All crypto exchanges in Turkey have seen a surge in their Bitcoin trading volume as locals face an economic crisis led by a plunge in the value of the national fiat currency.
The Turkish currency lira fell 10% in one day on Monday to a record low of 7.23 to the dollar. On Tuesday, it recovered 6% and was trading at around 6.53 to the dollar.
However, in the same period, Turkey’s largest crypto exchange, Koinin, reported an increase of 63% in its Bitcoin (BTC) trading volume. Paribu, another Turkish cryptocurrency platform, saw its BTC trading volume increase by 100% in the last 24 hours.
Experts believe the Turkish government, which for the time being has an open policy towards crypto exchanges, may decide to ban cryptocurrency exchanges to avoid further capital to exit the country.
However, in the meantime, banks in Turkey are free to carry out cryptocurrency transactions legally, and people can also legally hedge their finances against the fall of the lira by using crypto exchanges across the country.
Turkey is facing a crisis because of tensions in its relations with the United States, as both countries argue over tariffs imposed by Washington on Turkish steel and aluminium. Last week, President Donald Trump also announced sanctions against Turkey over the detention of American pastor Andrew Brunson. The government in Ankara has charged Brunson with espionage and involvement the country’s failed 2016 coup.
In Iran, people have also turned to cryptocurrencies in the face of a national financial crisis brought on by US sanctions.
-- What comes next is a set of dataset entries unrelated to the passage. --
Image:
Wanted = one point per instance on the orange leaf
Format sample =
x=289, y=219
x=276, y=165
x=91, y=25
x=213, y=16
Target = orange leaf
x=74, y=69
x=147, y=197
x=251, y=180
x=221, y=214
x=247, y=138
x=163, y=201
In light of economic tensions with the US, Iran’s Stock Exchange Organisation CEO Shapour Mohammadi announced that the exchange is preparing itself to accept cryptocurrencies. He called on other exchanges to do the same.
Last week, information surfaced indicating the Central Bank of Iran met with other government officials under instructions from the Ministry of Information and Communications Technology (ICT) to analyse the creation of a government cryptocurrency. ICT Minister Mohammad-Javad Azari Jahrom told Iranian news outlet Press TV that Iran had reversed its adverse opinion of cryptocurrency.
“A new attitude that has been created in the government is that the digital money does not necessarily pose a security threat and can create opportunities for the country,” he said.
Local news outlets say the Post Bank of Iran is also leading the development of the national cryptocurrency in light of the massive plunge of the local currency rial, which is trading at about one US dollar to 48,900.